Hace poco tuve que cuidar a mi nieto. La pasamos muy bien. Le di el biberón, le canté y lo sostuve mientras dormía la siesta, y luego jugamos en el suelo con sus juguetes. Él estaba muy feliz, y yo también. Pero cuando llegó su mamá, quedó extasiado. Gateó hacia ella tan rápido como pudo, y cuando lo levantó en sus brazos, me miró con una enorme sonrisa y se rió. Actúa de la misma manera cuando su padre vuelve a casa del trabajo. Los padres de mi nieto lo aman muchísimo; están tan contentos de verlo como él de verlos a ellos.

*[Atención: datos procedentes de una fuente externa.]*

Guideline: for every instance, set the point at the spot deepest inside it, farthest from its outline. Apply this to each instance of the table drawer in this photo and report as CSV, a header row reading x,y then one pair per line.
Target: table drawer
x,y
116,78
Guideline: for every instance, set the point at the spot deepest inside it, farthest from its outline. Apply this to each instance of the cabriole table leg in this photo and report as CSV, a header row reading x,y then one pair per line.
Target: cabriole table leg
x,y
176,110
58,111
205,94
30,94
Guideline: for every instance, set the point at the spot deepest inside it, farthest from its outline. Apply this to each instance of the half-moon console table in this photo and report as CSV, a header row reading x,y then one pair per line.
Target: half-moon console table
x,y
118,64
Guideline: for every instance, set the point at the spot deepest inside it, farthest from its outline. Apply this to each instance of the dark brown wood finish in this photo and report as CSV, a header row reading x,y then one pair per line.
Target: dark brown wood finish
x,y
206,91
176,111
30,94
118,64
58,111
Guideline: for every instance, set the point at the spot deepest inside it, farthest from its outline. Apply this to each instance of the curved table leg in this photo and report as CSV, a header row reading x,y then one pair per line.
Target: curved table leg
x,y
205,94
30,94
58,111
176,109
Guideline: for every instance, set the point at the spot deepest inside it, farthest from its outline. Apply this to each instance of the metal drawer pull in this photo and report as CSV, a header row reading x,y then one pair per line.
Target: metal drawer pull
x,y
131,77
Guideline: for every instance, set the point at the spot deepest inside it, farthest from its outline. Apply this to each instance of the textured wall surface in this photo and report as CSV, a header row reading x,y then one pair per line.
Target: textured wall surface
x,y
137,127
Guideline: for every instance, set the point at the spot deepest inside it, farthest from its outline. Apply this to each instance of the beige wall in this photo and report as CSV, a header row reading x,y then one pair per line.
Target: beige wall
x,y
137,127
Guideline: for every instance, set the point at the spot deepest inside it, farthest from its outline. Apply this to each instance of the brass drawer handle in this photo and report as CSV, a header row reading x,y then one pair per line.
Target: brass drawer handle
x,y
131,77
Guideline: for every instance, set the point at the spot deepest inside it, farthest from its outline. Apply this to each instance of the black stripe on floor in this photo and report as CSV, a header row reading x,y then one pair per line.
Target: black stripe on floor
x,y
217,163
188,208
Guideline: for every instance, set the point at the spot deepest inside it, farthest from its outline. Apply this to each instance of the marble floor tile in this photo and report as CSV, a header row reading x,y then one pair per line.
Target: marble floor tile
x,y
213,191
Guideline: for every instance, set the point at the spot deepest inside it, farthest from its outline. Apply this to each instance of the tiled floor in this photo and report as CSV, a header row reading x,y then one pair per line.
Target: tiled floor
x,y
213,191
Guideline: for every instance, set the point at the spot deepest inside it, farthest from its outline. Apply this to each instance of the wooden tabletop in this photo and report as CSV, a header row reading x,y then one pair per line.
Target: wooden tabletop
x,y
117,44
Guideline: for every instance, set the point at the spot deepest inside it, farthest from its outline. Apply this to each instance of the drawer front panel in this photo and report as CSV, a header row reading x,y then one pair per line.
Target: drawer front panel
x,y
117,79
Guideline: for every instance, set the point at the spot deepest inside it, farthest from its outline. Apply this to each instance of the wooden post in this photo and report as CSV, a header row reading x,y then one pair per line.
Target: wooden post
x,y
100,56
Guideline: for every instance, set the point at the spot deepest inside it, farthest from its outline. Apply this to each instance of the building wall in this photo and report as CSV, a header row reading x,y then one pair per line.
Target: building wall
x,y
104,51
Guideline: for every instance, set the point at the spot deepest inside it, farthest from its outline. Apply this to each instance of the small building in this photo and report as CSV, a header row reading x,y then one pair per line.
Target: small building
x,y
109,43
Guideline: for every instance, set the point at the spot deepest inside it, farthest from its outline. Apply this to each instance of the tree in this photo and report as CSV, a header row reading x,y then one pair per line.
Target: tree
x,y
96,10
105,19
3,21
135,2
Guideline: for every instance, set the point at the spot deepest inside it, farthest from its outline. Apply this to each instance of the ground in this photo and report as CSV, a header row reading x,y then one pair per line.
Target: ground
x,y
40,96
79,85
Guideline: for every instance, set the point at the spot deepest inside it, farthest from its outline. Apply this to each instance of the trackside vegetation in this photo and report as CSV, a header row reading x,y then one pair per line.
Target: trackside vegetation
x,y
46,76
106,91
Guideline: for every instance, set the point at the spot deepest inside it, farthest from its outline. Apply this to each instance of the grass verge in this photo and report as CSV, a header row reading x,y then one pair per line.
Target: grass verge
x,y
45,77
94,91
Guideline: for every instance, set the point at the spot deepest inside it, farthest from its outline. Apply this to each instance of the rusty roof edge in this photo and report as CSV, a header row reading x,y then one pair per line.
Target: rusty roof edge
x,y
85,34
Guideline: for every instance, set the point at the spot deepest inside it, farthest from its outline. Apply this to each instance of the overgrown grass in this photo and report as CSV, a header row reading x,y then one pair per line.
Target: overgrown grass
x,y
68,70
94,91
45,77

Como he estado pensando en esto, sé que es natural que sintamos lo mismo acerca de nuestra relación con nuestro divino Padre-Madre, Dios. Nuestra relación con Él no es como la de un nieto con un abuelo —una generación de por medio—, sino como la relación tan cercana de un hijo con un padre amoroso. Dios nos aprecia y se alegra por cada uno de nosotros porque somos Su propio hijo. En la Biblia, el profeta Jeremías comprendió esto y escribió: “Desde lejos el Señor se le apareció, diciendo: Con amor eterno te he amado, por eso te he atraído con misericordia” (Jeremías 31:3, LBLA).
¿Nos damos cuenta realmente de cuánto nos ama Dios a cada uno de nosotros? Este amor no es esporádico ni temporal. El amor de Dios —el Amor que es Dios— está con nosotros todo el tiempo, y nos atesora, dirige, protege y guía. David, el pastor, lo percibió al escribir: “El Señor es mi pastor”, y luego describió en detalle cuánto cuida Dios de Su creación (véase Salmos 23, LBLA).